Lalu bagaimana dengan pesepeda? Bukankah perilaku mereka yang melanggar lampu merah juga menjadi penyebab kecelakaan itu sendiri terjadi? Sebelum menjawab itu kita perlu paham terlebih dahulu alasan dibalik perilaku tersebut.

Pesepeda tidak sembarangan menerobos lampu merah, mereka baru akan melanggar jika mereka sudah mengamati situasi sekitar dan merasa aman. Jadi sebelum melanggar biasanya mereka akan celingak celinguk ke kiri dulu baru akan menyebrang. 

Alasan lainnya adalah pesepeda merasa tidak aman harus menunggu bersama dengan pengendara bermotor, dan harus tergesa-gesa mengayuh karena klakson kendaraan yang ada di belakangnya. Yang terakhir adalah untuk alasan menghemat energi, sehingga tidak perlu turun dari sepeda dan mengayuh dari nol lagi.

Berdasarkan penelitian yang dilakukan terhadap pesepeda dari berbagai negara di belahan benua ditemukan bahwa perilaku pesepeda yang melanggar di persimpangan dapat dibagi menjadi 4 kategori utama:

sumber: (Marshall, Piatkowski, & Johnson, 2017) [4]
sumber: (Marshall, Piatkowski, & Johnson, 2017) [4]
Pembagian ini dibagi berdasarkan derajat risiko akibat perilaku melanggar, warna biru muda menggambarkan perilaku yang patuh terhadap ketentuan lalu lintas sedangkan semakin ke kanan dan berwarna merah menunjukkan perilaku yang membahayakan. 
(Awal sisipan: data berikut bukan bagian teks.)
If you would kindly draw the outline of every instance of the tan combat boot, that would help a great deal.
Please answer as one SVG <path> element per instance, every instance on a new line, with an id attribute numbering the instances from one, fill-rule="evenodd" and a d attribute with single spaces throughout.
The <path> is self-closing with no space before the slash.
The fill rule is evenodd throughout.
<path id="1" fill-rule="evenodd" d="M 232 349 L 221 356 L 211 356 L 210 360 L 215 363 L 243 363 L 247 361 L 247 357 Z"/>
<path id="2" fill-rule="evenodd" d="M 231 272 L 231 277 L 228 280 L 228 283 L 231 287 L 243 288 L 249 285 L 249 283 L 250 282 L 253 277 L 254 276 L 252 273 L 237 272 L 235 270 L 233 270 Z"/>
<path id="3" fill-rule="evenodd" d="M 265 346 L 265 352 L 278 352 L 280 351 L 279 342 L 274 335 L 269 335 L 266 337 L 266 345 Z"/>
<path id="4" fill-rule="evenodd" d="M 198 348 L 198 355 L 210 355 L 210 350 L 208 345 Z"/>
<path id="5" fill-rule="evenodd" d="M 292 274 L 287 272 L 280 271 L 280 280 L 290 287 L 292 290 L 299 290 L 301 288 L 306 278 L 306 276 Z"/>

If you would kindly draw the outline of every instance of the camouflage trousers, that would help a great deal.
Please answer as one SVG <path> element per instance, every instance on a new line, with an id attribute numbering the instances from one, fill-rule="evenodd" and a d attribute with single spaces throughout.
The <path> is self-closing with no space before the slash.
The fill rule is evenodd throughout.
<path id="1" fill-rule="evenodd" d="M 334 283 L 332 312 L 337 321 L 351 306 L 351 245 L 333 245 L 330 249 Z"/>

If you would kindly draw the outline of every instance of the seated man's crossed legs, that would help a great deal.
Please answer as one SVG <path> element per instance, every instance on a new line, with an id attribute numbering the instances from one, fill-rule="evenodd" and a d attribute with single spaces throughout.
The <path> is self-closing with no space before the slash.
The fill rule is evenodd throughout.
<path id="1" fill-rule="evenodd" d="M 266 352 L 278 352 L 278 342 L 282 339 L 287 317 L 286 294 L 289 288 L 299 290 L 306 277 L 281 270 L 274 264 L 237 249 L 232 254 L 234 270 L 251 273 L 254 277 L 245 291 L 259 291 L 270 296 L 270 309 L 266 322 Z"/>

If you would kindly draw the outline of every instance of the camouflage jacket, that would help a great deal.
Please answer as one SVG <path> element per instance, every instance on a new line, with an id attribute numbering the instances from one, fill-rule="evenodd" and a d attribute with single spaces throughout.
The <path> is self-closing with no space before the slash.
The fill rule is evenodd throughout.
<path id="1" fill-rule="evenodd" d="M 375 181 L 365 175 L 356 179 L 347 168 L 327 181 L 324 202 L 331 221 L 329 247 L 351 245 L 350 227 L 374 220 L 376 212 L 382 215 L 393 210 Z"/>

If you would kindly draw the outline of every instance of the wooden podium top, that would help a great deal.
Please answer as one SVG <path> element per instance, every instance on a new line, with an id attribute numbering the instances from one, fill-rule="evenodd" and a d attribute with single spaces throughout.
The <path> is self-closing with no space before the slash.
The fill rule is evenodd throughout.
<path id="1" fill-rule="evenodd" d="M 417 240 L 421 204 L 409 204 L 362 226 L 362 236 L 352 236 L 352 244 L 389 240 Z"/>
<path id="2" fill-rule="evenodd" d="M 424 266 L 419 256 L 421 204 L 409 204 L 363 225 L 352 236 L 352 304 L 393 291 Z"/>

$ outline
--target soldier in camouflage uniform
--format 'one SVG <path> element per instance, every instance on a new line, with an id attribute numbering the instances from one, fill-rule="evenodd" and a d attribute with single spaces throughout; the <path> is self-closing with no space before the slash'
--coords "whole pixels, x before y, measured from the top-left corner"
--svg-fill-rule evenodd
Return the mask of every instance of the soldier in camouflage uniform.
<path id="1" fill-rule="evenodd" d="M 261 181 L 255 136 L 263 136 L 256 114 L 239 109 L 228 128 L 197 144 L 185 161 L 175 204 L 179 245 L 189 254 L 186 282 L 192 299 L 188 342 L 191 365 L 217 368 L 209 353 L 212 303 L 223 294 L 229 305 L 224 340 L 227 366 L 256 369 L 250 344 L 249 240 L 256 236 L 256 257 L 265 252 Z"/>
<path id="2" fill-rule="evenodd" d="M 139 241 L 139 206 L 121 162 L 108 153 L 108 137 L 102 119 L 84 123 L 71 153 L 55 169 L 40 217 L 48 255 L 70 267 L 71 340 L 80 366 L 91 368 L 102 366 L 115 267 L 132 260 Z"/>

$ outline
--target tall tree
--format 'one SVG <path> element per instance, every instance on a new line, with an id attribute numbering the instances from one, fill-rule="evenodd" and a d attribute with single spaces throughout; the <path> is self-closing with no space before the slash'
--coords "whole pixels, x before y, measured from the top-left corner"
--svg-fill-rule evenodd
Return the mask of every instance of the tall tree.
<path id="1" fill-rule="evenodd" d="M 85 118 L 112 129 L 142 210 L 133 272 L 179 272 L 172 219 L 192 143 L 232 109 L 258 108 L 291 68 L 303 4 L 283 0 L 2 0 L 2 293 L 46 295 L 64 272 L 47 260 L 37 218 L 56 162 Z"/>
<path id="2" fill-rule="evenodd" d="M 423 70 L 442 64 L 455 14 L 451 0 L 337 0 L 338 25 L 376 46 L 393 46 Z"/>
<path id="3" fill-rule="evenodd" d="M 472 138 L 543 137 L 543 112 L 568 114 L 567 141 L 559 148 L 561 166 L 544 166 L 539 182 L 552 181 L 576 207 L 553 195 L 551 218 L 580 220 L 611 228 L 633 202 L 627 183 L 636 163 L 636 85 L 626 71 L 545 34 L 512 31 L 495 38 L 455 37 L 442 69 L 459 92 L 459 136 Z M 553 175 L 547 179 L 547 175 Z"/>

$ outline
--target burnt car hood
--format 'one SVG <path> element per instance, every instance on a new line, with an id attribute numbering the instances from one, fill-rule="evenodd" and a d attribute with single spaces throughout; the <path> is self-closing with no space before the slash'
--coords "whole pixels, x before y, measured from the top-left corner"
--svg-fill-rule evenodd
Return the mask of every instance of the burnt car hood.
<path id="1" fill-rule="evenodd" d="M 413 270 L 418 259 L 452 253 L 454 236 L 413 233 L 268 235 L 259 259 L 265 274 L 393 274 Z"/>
Kategori Law Abiders berarti pesepeda berhenti dan menunggu lampu hijau, Minor Infringement berarti pesepeda berhenti lalu melanjutkan jika tidak ada kendaraan, Major Infractions berarti pesepeda memelankan sepeda (tidak berhenti) dan melanjutkan jika tidak ada kendaraan, dan Reckless Endangerment berarti pesepeda melanjutkan tanpa memelankan sepeda sama sekali.
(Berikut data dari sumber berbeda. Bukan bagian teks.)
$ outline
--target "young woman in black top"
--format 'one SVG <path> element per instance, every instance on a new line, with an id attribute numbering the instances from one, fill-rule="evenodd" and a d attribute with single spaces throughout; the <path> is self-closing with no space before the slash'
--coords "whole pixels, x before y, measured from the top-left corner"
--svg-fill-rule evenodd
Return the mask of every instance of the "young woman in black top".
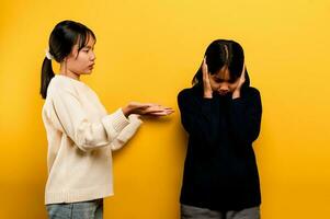
<path id="1" fill-rule="evenodd" d="M 178 95 L 189 134 L 182 219 L 259 219 L 260 183 L 252 142 L 260 132 L 260 93 L 250 87 L 242 47 L 217 39 L 193 88 Z"/>

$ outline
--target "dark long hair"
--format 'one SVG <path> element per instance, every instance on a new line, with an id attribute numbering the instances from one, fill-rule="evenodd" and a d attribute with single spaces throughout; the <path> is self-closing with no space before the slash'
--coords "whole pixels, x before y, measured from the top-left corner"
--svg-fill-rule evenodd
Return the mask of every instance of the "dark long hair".
<path id="1" fill-rule="evenodd" d="M 230 81 L 236 81 L 242 72 L 244 64 L 244 51 L 241 45 L 234 41 L 217 39 L 206 48 L 206 65 L 210 74 L 217 73 L 224 66 L 228 67 Z M 192 81 L 193 85 L 203 85 L 202 65 Z M 248 70 L 246 68 L 246 83 L 250 85 Z"/>
<path id="2" fill-rule="evenodd" d="M 80 51 L 89 42 L 89 37 L 96 41 L 94 33 L 86 25 L 75 21 L 59 22 L 50 33 L 48 42 L 48 54 L 52 59 L 61 62 L 71 53 L 72 47 L 78 44 Z M 41 94 L 43 99 L 47 96 L 47 88 L 55 76 L 50 57 L 45 57 L 42 67 Z"/>

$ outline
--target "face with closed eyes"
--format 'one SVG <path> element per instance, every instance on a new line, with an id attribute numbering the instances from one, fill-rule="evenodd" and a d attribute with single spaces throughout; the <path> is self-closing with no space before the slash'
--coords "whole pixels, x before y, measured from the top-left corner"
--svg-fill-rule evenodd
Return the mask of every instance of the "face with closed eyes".
<path id="1" fill-rule="evenodd" d="M 235 91 L 238 85 L 238 79 L 231 79 L 230 72 L 227 66 L 224 66 L 219 71 L 214 74 L 209 74 L 209 84 L 213 92 L 220 95 L 226 95 Z"/>
<path id="2" fill-rule="evenodd" d="M 78 79 L 81 74 L 92 72 L 95 64 L 94 44 L 94 38 L 90 36 L 86 46 L 80 50 L 78 50 L 78 44 L 73 46 L 71 54 L 66 57 L 61 67 L 65 74 Z"/>

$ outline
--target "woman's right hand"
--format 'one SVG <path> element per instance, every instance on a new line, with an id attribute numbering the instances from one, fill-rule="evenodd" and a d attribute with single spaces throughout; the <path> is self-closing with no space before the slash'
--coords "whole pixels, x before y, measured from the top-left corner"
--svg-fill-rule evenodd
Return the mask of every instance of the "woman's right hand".
<path id="1" fill-rule="evenodd" d="M 126 107 L 123 107 L 123 113 L 126 117 L 130 114 L 148 115 L 148 116 L 167 116 L 174 111 L 171 107 L 166 107 L 155 103 L 130 102 Z"/>
<path id="2" fill-rule="evenodd" d="M 203 88 L 204 88 L 204 97 L 205 99 L 212 99 L 213 97 L 213 91 L 212 87 L 209 83 L 209 73 L 208 73 L 208 68 L 206 64 L 206 56 L 203 59 L 202 64 L 202 73 L 203 73 Z"/>

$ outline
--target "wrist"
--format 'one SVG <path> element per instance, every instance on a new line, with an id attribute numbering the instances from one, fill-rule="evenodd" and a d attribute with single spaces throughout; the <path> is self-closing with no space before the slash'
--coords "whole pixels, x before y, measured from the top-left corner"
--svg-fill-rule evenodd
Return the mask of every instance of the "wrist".
<path id="1" fill-rule="evenodd" d="M 132 108 L 129 107 L 129 105 L 125 106 L 122 108 L 123 114 L 128 117 L 130 115 Z"/>

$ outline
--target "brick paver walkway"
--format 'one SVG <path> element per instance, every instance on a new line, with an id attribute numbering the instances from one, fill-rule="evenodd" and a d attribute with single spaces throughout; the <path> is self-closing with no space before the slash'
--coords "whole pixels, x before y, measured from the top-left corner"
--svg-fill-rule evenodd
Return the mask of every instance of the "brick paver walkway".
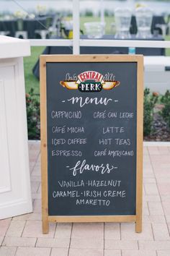
<path id="1" fill-rule="evenodd" d="M 0 256 L 169 256 L 170 146 L 144 147 L 143 232 L 134 223 L 51 223 L 41 231 L 40 143 L 29 142 L 32 213 L 0 221 Z"/>

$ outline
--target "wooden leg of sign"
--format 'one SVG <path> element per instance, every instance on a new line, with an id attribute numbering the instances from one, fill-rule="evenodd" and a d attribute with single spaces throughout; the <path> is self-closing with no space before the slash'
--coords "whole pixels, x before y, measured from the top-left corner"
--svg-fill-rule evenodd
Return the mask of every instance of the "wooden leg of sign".
<path id="1" fill-rule="evenodd" d="M 49 224 L 48 224 L 48 216 L 45 218 L 45 216 L 42 216 L 42 233 L 43 234 L 48 234 L 49 231 Z"/>
<path id="2" fill-rule="evenodd" d="M 142 217 L 137 216 L 136 223 L 135 223 L 135 231 L 136 233 L 142 232 Z"/>

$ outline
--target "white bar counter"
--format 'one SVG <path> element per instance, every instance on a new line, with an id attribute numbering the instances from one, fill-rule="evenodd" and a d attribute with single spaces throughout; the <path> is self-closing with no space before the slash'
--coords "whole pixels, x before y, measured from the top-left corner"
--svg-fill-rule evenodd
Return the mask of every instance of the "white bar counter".
<path id="1" fill-rule="evenodd" d="M 0 219 L 32 211 L 23 56 L 29 40 L 0 35 Z"/>

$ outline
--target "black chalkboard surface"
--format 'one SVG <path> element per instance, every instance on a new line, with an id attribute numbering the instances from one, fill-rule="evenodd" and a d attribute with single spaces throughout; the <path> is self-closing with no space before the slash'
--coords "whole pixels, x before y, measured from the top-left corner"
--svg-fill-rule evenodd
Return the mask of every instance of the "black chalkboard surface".
<path id="1" fill-rule="evenodd" d="M 94 219 L 141 231 L 142 61 L 41 56 L 44 233 L 48 221 Z"/>

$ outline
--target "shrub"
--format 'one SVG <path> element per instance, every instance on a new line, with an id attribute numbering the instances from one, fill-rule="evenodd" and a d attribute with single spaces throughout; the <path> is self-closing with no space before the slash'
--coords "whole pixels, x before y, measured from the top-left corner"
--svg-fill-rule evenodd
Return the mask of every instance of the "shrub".
<path id="1" fill-rule="evenodd" d="M 144 90 L 143 102 L 143 135 L 148 136 L 152 132 L 152 124 L 153 121 L 153 108 L 158 101 L 158 95 L 156 93 L 150 93 L 150 90 Z"/>
<path id="2" fill-rule="evenodd" d="M 164 95 L 161 96 L 161 102 L 164 105 L 160 114 L 168 124 L 170 129 L 170 92 L 166 90 Z"/>
<path id="3" fill-rule="evenodd" d="M 26 93 L 27 129 L 29 140 L 40 140 L 40 103 L 34 94 L 34 89 Z"/>

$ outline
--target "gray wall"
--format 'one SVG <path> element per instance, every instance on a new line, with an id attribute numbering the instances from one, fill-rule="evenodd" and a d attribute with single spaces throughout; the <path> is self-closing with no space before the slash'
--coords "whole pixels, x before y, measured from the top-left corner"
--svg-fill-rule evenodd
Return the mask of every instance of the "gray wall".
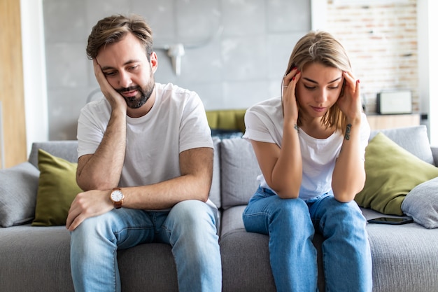
<path id="1" fill-rule="evenodd" d="M 43 0 L 49 139 L 76 139 L 98 88 L 85 46 L 114 13 L 143 15 L 154 32 L 157 82 L 196 91 L 206 109 L 246 109 L 278 95 L 292 49 L 311 29 L 310 0 Z M 167 45 L 183 43 L 177 76 Z"/>

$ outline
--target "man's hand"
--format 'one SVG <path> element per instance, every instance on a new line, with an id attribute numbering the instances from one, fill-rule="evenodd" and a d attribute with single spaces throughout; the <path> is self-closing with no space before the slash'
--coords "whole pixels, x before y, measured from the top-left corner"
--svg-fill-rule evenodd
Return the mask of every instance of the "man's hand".
<path id="1" fill-rule="evenodd" d="M 78 194 L 69 210 L 66 228 L 73 231 L 86 218 L 112 210 L 114 206 L 109 198 L 111 192 L 111 190 L 92 190 Z"/>

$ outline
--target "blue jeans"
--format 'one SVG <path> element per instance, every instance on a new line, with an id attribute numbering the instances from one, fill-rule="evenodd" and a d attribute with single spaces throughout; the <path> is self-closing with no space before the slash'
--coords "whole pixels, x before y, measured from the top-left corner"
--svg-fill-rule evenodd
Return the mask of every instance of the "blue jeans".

Didapatkan sebanyak 79% pesepeda lebih memilih untuk berhenti lalu melaju jika tidak ada kendaraan, hanya sekita 0.6% pesepeda yang memutuskan untuk melaju tanpa memelankan kendaraan sama sekali. 

Apa yang bisa kita pelajari dari temuan data ini? Bahwa dalam "melanggar" ketentuan berlalu lintas, pesepeda baru akan melanggar dengan pertimbangan rasional sebelum melanjutkan perjalanan.

Bukan berarti alasan ini menjadi justifikasi bagi pesepeda dalam melanggar ketentuan berlalu lintas, namun ini bisa menjadi modal awal kita untuk mengerti bahwa pesepeda juga tetap bertanggung jawab akan perilakunya sendiri. 

Lebih lanjut lagi, akan dijelaskan bahwa perilaku ini ternyata didorong oleh bentuk ruang jalan yang selama ini hanya mengutamakan kepentingan kendaraan bermotor.

Anak Tiri Infrastruktur Perkotaan
sumber: hasil olahan Urban Deign: is there a distinctive view from bicycle? Ann Forsyth (2018)
sumber: hasil olahan Urban Deign: is there a distinctive view from bicycle? Ann Forsyth (2018)

Mengendarai sepeda tidak bisa disamakan dengan mengendarai kendaraan bermotor, bersepeda tidak hanya seputar mengantarkan orang dari titik A ke titik B, tetapi lebih dari itu.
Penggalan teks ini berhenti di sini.